Neuauflage des Pulp-Klassikers „Hahnenkämpfer“: Früh aufstehen, raufen, die Frau beschützen

Charles Willeford war einer der großen hard-boiled Literaten Amerikas. Sein Pulproman „Hahnenkämpfer“ wurde neu aufgelegt. Selten sind Kino und Literatur so untrennbar miteinander verbunden.

Von Andreas Busche

Selbst unter den naturgemäß wortkargen Antihelden der Pulp Fiction ist Frank Mansfield eine Ausnahmeerscheinung. Frank hat ein Schweigegelübde abgelegt, er will erst wieder sprechen, wenn er sein Ziel erreicht hat: den Titel „Hahnenkämpfer des Jahres“ im härtesten Tournament des Landes durch die US- Südstaaten zu gewinnen.

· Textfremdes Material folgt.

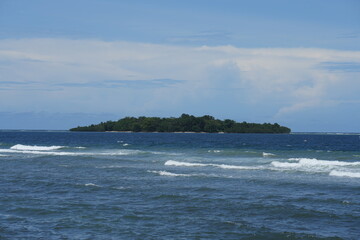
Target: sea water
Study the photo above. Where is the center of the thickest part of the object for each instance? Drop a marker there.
(72, 185)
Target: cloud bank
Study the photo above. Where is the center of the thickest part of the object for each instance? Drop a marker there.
(129, 78)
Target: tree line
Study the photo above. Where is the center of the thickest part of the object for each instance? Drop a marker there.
(184, 123)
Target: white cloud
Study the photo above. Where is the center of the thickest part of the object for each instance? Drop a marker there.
(290, 79)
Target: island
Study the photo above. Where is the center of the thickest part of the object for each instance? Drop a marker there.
(184, 123)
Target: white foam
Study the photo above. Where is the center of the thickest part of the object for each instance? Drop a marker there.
(91, 185)
(215, 151)
(170, 174)
(112, 153)
(314, 161)
(224, 166)
(35, 148)
(344, 174)
(268, 154)
(186, 164)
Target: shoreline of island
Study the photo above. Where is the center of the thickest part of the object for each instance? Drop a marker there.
(184, 124)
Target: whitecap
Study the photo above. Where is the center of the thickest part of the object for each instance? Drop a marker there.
(35, 148)
(186, 164)
(344, 174)
(49, 153)
(170, 174)
(268, 154)
(314, 161)
(223, 166)
(91, 185)
(215, 151)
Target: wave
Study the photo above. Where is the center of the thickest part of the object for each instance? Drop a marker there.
(314, 161)
(91, 185)
(224, 166)
(215, 151)
(268, 154)
(344, 174)
(50, 153)
(35, 148)
(170, 174)
(185, 164)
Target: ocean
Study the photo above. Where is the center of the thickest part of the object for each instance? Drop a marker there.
(82, 185)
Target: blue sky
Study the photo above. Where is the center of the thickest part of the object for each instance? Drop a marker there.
(68, 63)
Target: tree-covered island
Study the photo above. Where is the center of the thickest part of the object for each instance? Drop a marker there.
(184, 123)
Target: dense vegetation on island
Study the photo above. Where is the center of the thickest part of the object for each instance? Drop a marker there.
(185, 123)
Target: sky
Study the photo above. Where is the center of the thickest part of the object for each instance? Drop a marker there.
(69, 63)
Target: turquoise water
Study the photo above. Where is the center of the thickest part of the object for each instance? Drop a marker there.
(68, 185)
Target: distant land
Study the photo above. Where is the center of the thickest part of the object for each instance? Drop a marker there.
(184, 123)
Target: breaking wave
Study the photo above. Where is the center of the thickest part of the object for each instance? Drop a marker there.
(35, 148)
(268, 154)
(170, 174)
(344, 174)
(224, 166)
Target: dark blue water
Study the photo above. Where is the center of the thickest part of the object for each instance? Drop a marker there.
(64, 185)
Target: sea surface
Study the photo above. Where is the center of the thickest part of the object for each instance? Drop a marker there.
(77, 185)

Die Voraussetzungen dafür stehen am Anfang von Charles Willefords Roman „Hahnenkämpfer“ schlecht. Frank verliert seinen letzten Vogel mitsamt Wetteinsatz (Auto und Wohnwagen) an den Konkurrenten Jack Burke. Und da er schon mal tabula rasa macht, gibt er gleich noch seiner blutjungen Freundin Dody den Laufpass. Mit leichtem Gepäck macht sich Frank per Anhalter auf den Weg zu seinem Bruder, der ihm Geld schuldet. Frank bleiben nur ein paar Monate, um neue Hähne für den Wettkampf zu trainieren.

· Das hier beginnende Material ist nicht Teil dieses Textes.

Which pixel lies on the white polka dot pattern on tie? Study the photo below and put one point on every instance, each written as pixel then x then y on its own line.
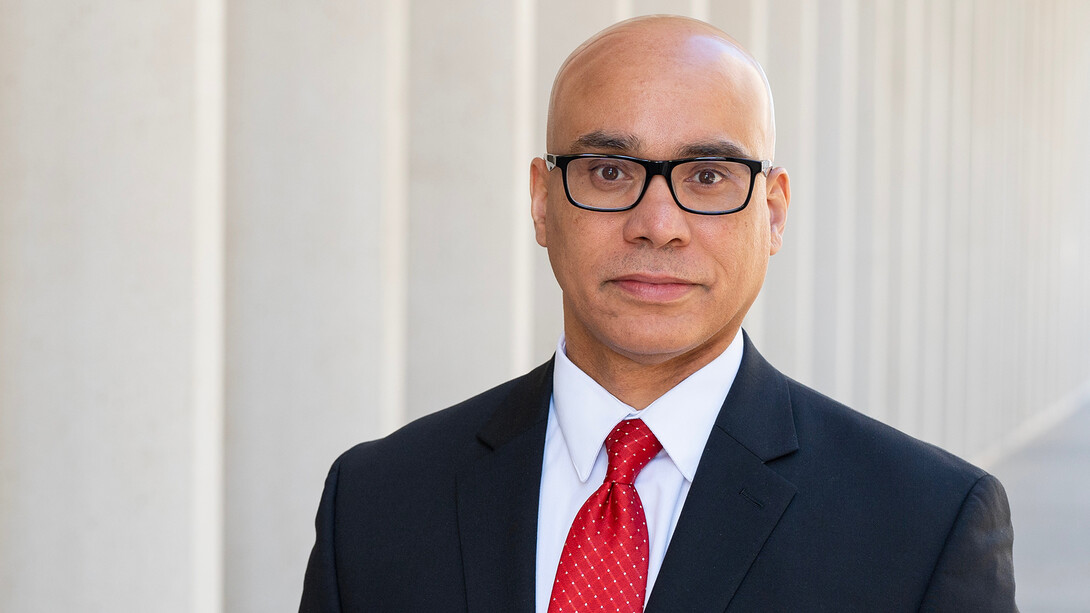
pixel 604 563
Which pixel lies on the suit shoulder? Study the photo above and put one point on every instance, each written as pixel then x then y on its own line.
pixel 445 434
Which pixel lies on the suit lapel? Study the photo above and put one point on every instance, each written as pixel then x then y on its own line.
pixel 735 501
pixel 497 500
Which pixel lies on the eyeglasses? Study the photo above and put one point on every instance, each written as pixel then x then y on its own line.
pixel 704 185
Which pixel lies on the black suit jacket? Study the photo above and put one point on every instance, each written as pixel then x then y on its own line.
pixel 799 504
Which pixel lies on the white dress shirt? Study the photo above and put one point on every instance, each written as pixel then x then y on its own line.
pixel 580 417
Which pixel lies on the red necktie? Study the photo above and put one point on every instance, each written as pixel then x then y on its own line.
pixel 604 563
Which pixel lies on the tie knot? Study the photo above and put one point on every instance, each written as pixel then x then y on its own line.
pixel 629 447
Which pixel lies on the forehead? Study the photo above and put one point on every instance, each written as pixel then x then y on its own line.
pixel 664 93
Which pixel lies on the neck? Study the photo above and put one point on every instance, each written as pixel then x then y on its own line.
pixel 638 380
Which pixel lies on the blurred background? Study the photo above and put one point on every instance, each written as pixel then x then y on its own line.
pixel 238 237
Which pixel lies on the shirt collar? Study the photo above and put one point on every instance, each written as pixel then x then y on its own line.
pixel 681 419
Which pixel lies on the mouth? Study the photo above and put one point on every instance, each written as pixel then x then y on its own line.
pixel 653 288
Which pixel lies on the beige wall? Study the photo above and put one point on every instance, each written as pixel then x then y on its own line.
pixel 237 237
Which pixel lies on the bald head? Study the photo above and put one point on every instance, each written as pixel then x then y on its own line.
pixel 653 56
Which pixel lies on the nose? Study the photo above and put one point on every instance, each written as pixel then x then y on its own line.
pixel 657 220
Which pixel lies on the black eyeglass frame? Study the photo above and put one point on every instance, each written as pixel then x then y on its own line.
pixel 653 168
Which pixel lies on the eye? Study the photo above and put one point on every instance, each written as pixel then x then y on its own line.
pixel 608 172
pixel 707 177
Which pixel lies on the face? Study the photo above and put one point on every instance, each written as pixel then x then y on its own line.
pixel 655 284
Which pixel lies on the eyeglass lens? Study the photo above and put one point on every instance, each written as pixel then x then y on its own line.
pixel 610 183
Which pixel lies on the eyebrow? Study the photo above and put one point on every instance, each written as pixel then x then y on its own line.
pixel 624 143
pixel 600 140
pixel 713 148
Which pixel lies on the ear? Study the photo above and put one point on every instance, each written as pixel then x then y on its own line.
pixel 539 197
pixel 778 196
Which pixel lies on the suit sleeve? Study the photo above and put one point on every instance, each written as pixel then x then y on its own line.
pixel 321 593
pixel 976 571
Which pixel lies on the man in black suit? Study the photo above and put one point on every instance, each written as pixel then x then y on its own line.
pixel 760 494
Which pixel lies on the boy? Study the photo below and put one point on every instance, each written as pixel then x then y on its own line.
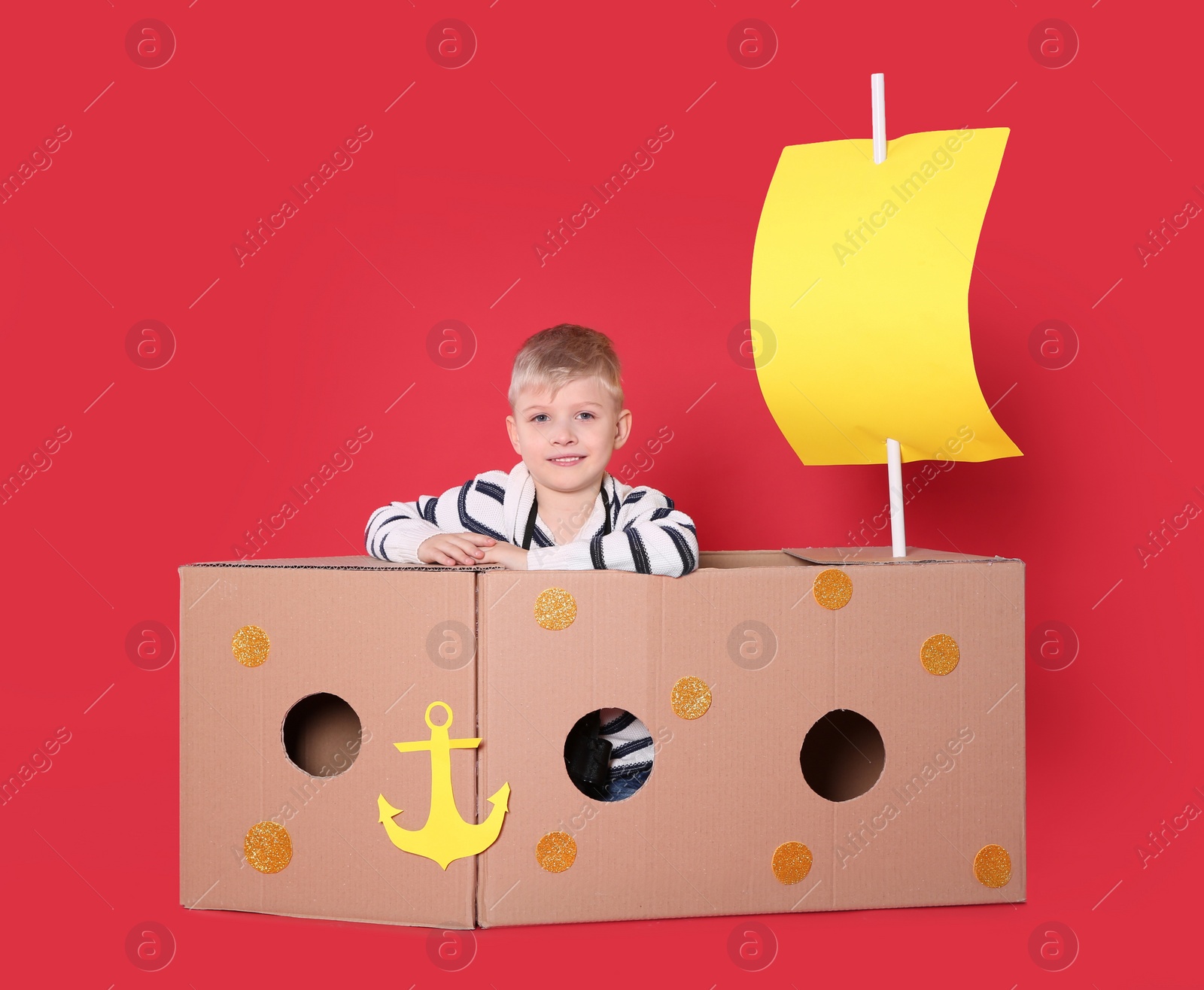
pixel 558 509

„Hahnenkämpfer“ hat eine holprige Veröffentlichungsgeschichte hinter sich. Kurz vor seinem Erscheinen 1962 machte der Verleger Pleite (er starb kurz darauf), sodass nur ein verschwindend geringer Teil der Auflage in die Läden gelangte. Willeford hatte bis dahin ein paar Kurzgeschichten veröffentlicht, ein Pulp-Autor unter vielen. Anfang der siebziger Jahre wurde der Roman wieder aufgelegt, die Filmrechte sicherte sich B-Movie-Produzent Roger Corman, der bis dahin mit Genrefilmen und Edgar-Allen-Poe-Adaptionen schnelles Geld gemacht hatte. Willefords kurze Filmkarriere war eher ein glücklicher Unfall. Plötzlich fand er sich in den hippen Kreisen von New Hollywood wieder, wenn auch nur an dessen äußerster Peripherie. Regisseur Monte Hellman, der zuvor mit „Two-Lane Blacktop“ einen Kultfilm der Hippie-Ära gedreht hatte, engagierte Willeford als Drehbuchautor und gar für eine Nebenrolle als alternder Kampfrichter.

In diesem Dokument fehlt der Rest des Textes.